Question

ABySS error: sequence and quality must be the same length near ...

0

Entering edit mode

7.1 years ago

jozs2019 ▴ 10

Hello!

I'm trying to use ABySS 1.9.0 to assemble set of genomic paired end reads. I'm doing this on my university's HPC with parallel processing. In my PBS script, I use:

abyss-pe name=abyss_test1 k=63 in='SRR960028_1.fastq SRR960028_2.fastq' v=-v

Unfortunately, ABySS terminates quite quickly after commencing assembly, and the error message I get is:

SRR960028_1.fastq:745672: error: sequence and quality must be the same length near TGGGGACGGCAAGTATCACAGGTGACCCACTCACTGTTTCACCTCTCACCCTAATATGACCGTGTCTACAAGAAGTCAGTCAGCTGTTTCTGTTCCCCAGTGAGAGAGCAA$ CCCFFFFFHHHHHGHIIIIIIIDHHIIIIIIIIIIIIIGIEIIIIIIII make: * [abyss_test1-1.fa] Error 1

When I open the other file, I get:

/usr/local/openmpi/1.8.4-gcc/bin/mpirun -np 4 ABYSS-P -k63 -q3 -v --coverage-hist=coverage.hist -s $ ABySS 1.9.0 ABYSS-P -k63 -q3 -v --coverage-hist=coverage.hist -s abyss_test1-bubbles.fa -o abyss_test1-1.fa SRR96$ Running on 4 processors 0: Running on host hpc088 1: Running on host hpc088

2: Running on host hpc088

3: Running on host hpc088

0: Reading 'SRR960028_1.fastq'...

1: Reading 'SRR960028_2.fastq'...

1: Read 100000 reads. 1: Hash load: 3609195 / 268435456 = 0.0134 using 447 MB

0: Read 100000 reads. 0: Hash load: 3898410 / 268435456 = 0.0145 using 469 MB

1: Read 200000 reads. 1: Hash load: 7004611 / 268435456 = 0.0261 using 646 MB

Primary job terminated normally, but 1 process returned a non-zero exit code.. Per user-direction, the job has been aborted. mpirun detected that one or more processes exited with non-zero status, thus causing the job to be terminated.
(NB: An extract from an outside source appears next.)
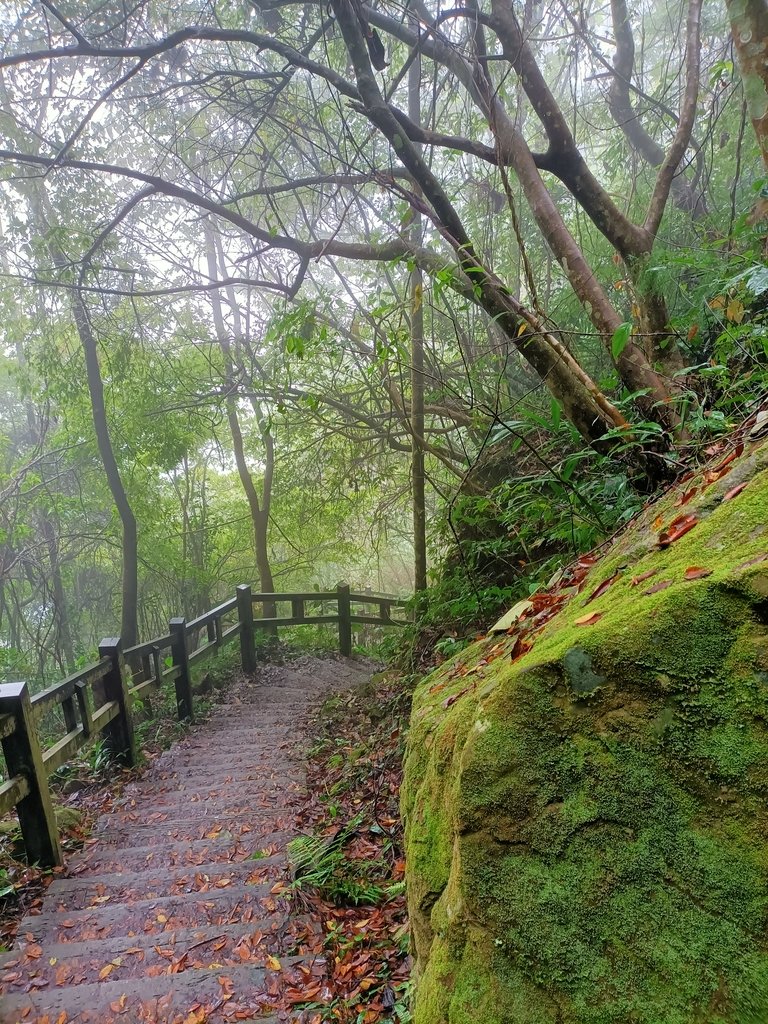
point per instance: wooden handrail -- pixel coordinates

The first process to do so was:

Process name: [[12781,1],0] Exit code: 1

Does anyone know what this error means and how I can fix it?
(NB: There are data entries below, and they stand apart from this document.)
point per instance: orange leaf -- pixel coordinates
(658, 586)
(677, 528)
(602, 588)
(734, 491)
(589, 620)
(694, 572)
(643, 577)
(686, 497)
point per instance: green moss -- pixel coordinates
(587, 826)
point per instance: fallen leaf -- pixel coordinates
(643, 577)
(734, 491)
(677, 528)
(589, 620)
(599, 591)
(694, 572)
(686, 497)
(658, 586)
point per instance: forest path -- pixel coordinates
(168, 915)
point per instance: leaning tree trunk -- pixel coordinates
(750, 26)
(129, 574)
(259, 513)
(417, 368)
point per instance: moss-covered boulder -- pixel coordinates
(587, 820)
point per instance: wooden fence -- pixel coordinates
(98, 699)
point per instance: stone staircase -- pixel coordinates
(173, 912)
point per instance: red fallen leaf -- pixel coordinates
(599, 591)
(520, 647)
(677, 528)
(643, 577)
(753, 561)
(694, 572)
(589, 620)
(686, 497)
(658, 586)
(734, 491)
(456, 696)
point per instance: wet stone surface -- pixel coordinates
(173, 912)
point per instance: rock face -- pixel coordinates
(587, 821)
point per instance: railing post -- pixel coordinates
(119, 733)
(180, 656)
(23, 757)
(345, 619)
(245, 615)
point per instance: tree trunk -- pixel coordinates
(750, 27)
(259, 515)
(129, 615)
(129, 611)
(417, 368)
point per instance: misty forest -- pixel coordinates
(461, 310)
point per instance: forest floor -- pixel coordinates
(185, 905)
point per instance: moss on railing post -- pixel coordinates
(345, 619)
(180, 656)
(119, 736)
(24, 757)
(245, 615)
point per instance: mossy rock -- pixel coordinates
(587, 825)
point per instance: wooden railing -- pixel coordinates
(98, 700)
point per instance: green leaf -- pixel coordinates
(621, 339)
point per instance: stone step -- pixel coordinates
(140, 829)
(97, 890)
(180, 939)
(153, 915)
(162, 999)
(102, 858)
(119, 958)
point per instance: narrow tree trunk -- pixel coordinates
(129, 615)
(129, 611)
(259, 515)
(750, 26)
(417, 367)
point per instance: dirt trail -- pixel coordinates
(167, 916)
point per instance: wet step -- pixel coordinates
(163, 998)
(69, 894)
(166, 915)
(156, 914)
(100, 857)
error genome abyss assembly • 2.7k views

ADD COMMENT • link updated 7.1 years ago by benv ▴ 730 • written 7.1 years ago by jozs2019 ▴ 10

score 1 · Answer 1 · 2017-03-20

FASTQ records consist of 4 lines each. The first line is the header and contains the read ID. The second line contains the sequence. The third line is just a "+". The fourth line is the quality score string.

Each character in the quality score string encodes quality score for the corresponding base in the sequence string. Thus the length of quality score line should be exactly the same length as the sequence line. For one of your FASTQ records the lines have different lengths, and ABySS is telling you the approximate line in SRR960028_1.fastq where the problem record is located (line 745672).

I would recommend first manually looking at the record in question (less is a good tool for that.) Then you will need to either figure out what upstream processing step caused the line lengths to be different or write a unix script to fix the FASTQ file such that the line lengths are always the same (e.g. sed, awk, perl, python).